A Ferney, 21 Juillet (1).

 

 

          J’ai oublié, monseigneur, dans ma dernière lettre, de vous dire que les meilleurs artistes de ma colonie voulaient se rendre dignes de la protection que vous daignâtes leur accorder, il y a quelque temps. Il ne s’agira que d’une seule montre ; elle sera très belle et très bonne. Si vous voulez qu’elle soit ornée de diamants fins, elle le sera ; mais elle coûtera fort cher. Si vous voulez qu’elle soit ornée seulement de marcassites avec la chaîne de même, soit pour homme soit pour femme, ils disent que le prix ne pourra pas passer cinquante ou soixante louis.

 

          Voudriez-vous avoir la bonté de me donner vos ordres ? Vous serez servi un mois après la réception de votre lettre.

 

          Vous devez avoir reçu l’ouvrage (2) d’une autre manufacture qui ne coûtera rien au roi. Celle-là me tient plus à cœur que toutes les autres. On aime toujours son premier métier, et quoique j’aie détruit mon théâtre pour bâtir des maisons d’horlogers, j’aime toujours mieux des tragédies que des cadrans. Je pourrais me vanter à M. l’abbé Terray d’être un bon laboureur et de faire croître du blé dans des champs maudits, où il n’y avait pas même d’herbe depuis la création. Mais ma passion l’emporte sur tout cela ; je suis pour les vers ce qu’est La Borde pour la musique. Mon héros sait le pouvoir des passions, et il les excuse. Je lui demande donc son indulgence, en attendant que j’en aie une du pape in articulo mortis. Je le supplie d’être toujours un peu sensible au tendre respect du vieux bon homme V.

 

P.S. – Il est supplié de vouloir bien me dire s’il veut la chaîne de montre pour homme ou pour femme.

 

 

1 – Editeurs, de Cayrol et A. François. (G.A.)
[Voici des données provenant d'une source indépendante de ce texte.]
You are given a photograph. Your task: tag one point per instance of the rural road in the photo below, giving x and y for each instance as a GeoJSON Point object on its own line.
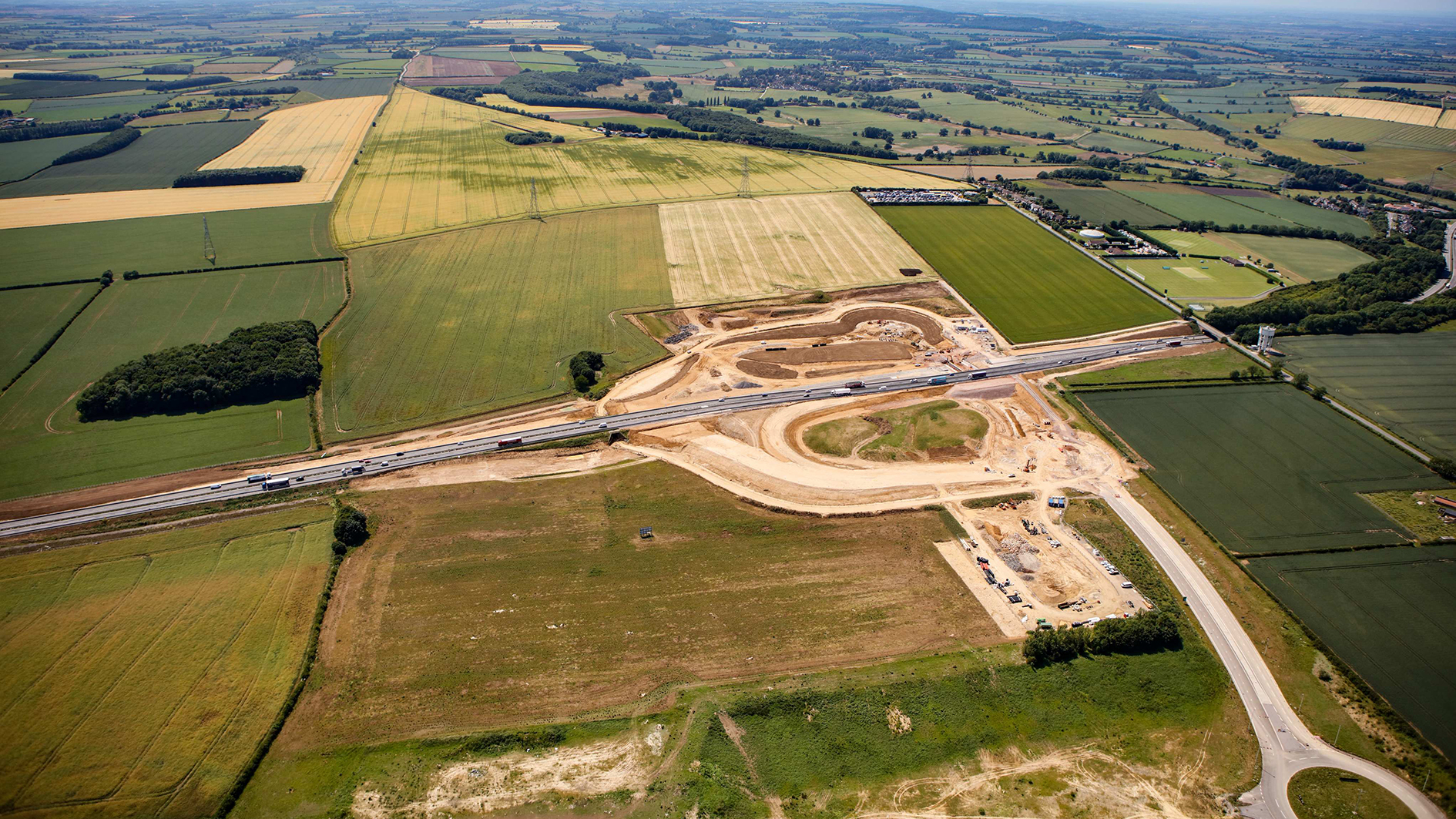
{"type": "Point", "coordinates": [912, 379]}
{"type": "Point", "coordinates": [1284, 743]}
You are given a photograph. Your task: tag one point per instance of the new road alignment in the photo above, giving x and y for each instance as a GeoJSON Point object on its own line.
{"type": "Point", "coordinates": [310, 475]}
{"type": "Point", "coordinates": [1286, 745]}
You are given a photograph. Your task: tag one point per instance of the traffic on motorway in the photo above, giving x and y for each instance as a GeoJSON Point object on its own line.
{"type": "Point", "coordinates": [404, 459]}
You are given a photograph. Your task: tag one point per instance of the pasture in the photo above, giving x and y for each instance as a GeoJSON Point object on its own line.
{"type": "Point", "coordinates": [476, 320]}
{"type": "Point", "coordinates": [31, 318]}
{"type": "Point", "coordinates": [1299, 260]}
{"type": "Point", "coordinates": [165, 243]}
{"type": "Point", "coordinates": [1405, 384]}
{"type": "Point", "coordinates": [137, 675]}
{"type": "Point", "coordinates": [1387, 614]}
{"type": "Point", "coordinates": [322, 137]}
{"type": "Point", "coordinates": [1264, 468]}
{"type": "Point", "coordinates": [158, 158]}
{"type": "Point", "coordinates": [49, 448]}
{"type": "Point", "coordinates": [436, 163]}
{"type": "Point", "coordinates": [24, 158]}
{"type": "Point", "coordinates": [734, 248]}
{"type": "Point", "coordinates": [468, 577]}
{"type": "Point", "coordinates": [1024, 280]}
{"type": "Point", "coordinates": [1099, 206]}
{"type": "Point", "coordinates": [1191, 280]}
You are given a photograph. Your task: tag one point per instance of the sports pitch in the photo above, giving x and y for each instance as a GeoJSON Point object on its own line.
{"type": "Point", "coordinates": [1264, 468]}
{"type": "Point", "coordinates": [1387, 613]}
{"type": "Point", "coordinates": [1028, 283]}
{"type": "Point", "coordinates": [139, 675]}
{"type": "Point", "coordinates": [1405, 384]}
{"type": "Point", "coordinates": [476, 320]}
{"type": "Point", "coordinates": [49, 448]}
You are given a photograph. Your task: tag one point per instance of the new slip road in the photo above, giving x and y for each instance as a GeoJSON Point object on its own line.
{"type": "Point", "coordinates": [1284, 743]}
{"type": "Point", "coordinates": [309, 475]}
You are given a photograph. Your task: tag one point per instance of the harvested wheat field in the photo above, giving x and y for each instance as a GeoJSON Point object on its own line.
{"type": "Point", "coordinates": [734, 248]}
{"type": "Point", "coordinates": [1375, 109]}
{"type": "Point", "coordinates": [436, 163]}
{"type": "Point", "coordinates": [319, 136]}
{"type": "Point", "coordinates": [35, 212]}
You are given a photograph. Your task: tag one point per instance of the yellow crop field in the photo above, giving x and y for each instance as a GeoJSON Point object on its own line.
{"type": "Point", "coordinates": [34, 212]}
{"type": "Point", "coordinates": [139, 675]}
{"type": "Point", "coordinates": [436, 163]}
{"type": "Point", "coordinates": [1375, 109]}
{"type": "Point", "coordinates": [319, 136]}
{"type": "Point", "coordinates": [734, 248]}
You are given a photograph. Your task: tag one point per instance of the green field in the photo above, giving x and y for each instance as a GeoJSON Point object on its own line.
{"type": "Point", "coordinates": [158, 158]}
{"type": "Point", "coordinates": [1226, 207]}
{"type": "Point", "coordinates": [1308, 260]}
{"type": "Point", "coordinates": [165, 243]}
{"type": "Point", "coordinates": [1099, 206]}
{"type": "Point", "coordinates": [1405, 384]}
{"type": "Point", "coordinates": [1264, 468]}
{"type": "Point", "coordinates": [31, 317]}
{"type": "Point", "coordinates": [1328, 793]}
{"type": "Point", "coordinates": [476, 320]}
{"type": "Point", "coordinates": [137, 675]}
{"type": "Point", "coordinates": [49, 448]}
{"type": "Point", "coordinates": [1191, 280]}
{"type": "Point", "coordinates": [1387, 614]}
{"type": "Point", "coordinates": [1213, 364]}
{"type": "Point", "coordinates": [21, 159]}
{"type": "Point", "coordinates": [1028, 283]}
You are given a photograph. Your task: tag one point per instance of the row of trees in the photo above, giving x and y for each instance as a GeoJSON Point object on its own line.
{"type": "Point", "coordinates": [1366, 299]}
{"type": "Point", "coordinates": [111, 143]}
{"type": "Point", "coordinates": [267, 362]}
{"type": "Point", "coordinates": [67, 129]}
{"type": "Point", "coordinates": [190, 82]}
{"type": "Point", "coordinates": [1149, 631]}
{"type": "Point", "coordinates": [267, 175]}
{"type": "Point", "coordinates": [532, 137]}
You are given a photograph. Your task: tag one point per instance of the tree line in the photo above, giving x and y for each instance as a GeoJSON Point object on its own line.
{"type": "Point", "coordinates": [1149, 631]}
{"type": "Point", "coordinates": [267, 175]}
{"type": "Point", "coordinates": [267, 362]}
{"type": "Point", "coordinates": [47, 130]}
{"type": "Point", "coordinates": [111, 143]}
{"type": "Point", "coordinates": [1366, 299]}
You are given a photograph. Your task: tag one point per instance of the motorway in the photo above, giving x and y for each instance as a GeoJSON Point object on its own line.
{"type": "Point", "coordinates": [1286, 745]}
{"type": "Point", "coordinates": [407, 458]}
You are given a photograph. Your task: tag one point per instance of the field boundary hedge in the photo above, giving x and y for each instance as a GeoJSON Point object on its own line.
{"type": "Point", "coordinates": [176, 273]}
{"type": "Point", "coordinates": [294, 693]}
{"type": "Point", "coordinates": [57, 334]}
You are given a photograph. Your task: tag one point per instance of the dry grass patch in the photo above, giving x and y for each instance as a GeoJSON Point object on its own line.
{"type": "Point", "coordinates": [436, 163]}
{"type": "Point", "coordinates": [319, 136]}
{"type": "Point", "coordinates": [736, 248]}
{"type": "Point", "coordinates": [1375, 109]}
{"type": "Point", "coordinates": [487, 605]}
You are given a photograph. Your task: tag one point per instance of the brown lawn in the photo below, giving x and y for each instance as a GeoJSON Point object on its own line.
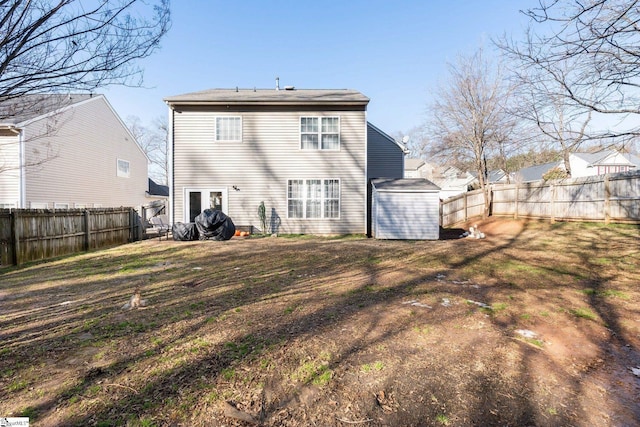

2 – Les Lois de Minos. (G.A.)

 

 

 

 

 

à M. l’abbé du Vernet.

 

A Ferney, 24 Juillet 1773 (1).

 

 

          J’ai toujours aimé M. de La Condamine. Je vous prie, monsieur l’abbé, de l’en assurer, et de le remercier de son Catéchisme (2). Vous pouvez aussi, monsieur, le bien assurer que je suis très fâché de savoir qu’il loge chez lui La Beaumelle, et qu’il donne à dîner à Fréron. Il y a de meilleures bonnes œuvres à faire. Ses vers ne sont pas d’un grand poète ; il n’en a jamais fait que pour s’amuser ; mais ses sentiments sont ceux d’un honnête homme. Je l’ai toujours connu pour être de la communion des gens de bien. Je n’aime ni La Beaumelle, ni Fréron, qui m’a affligé quelquefois, et qui souvent m’a fait rire. Mais je crois, monsieur, avec vous et votre ami M. de La Condamine, qu’il existe un Dieu rémunérateur et punisseur, et qui, s’il mêle des chenilles de nos vergers, rendra à mes ennemis selon leurs œuvres.

 

          Je vous renvoie, monsieur, le Chinois de M. de La Condamine. Un jeune homme de beaucoup de talent, que je possède dans ma chartreuse, s’est amusé à rajuster et à raccourcir les habits de cet honnête Chinois ; cela ne peut déplaire ni à Kien-Long, son empereur, ni à son père, l’arpenteur du zodiaque, que j’aime toujours, malgré Fréron, La Beaumelle, et autres grandes écrivains, qui font la gloire du règne de Louis XV.

 

 

1 – Cette lettre a toujours été classée par erreur à l’année 1774. Elle est de 1773. (G.A.)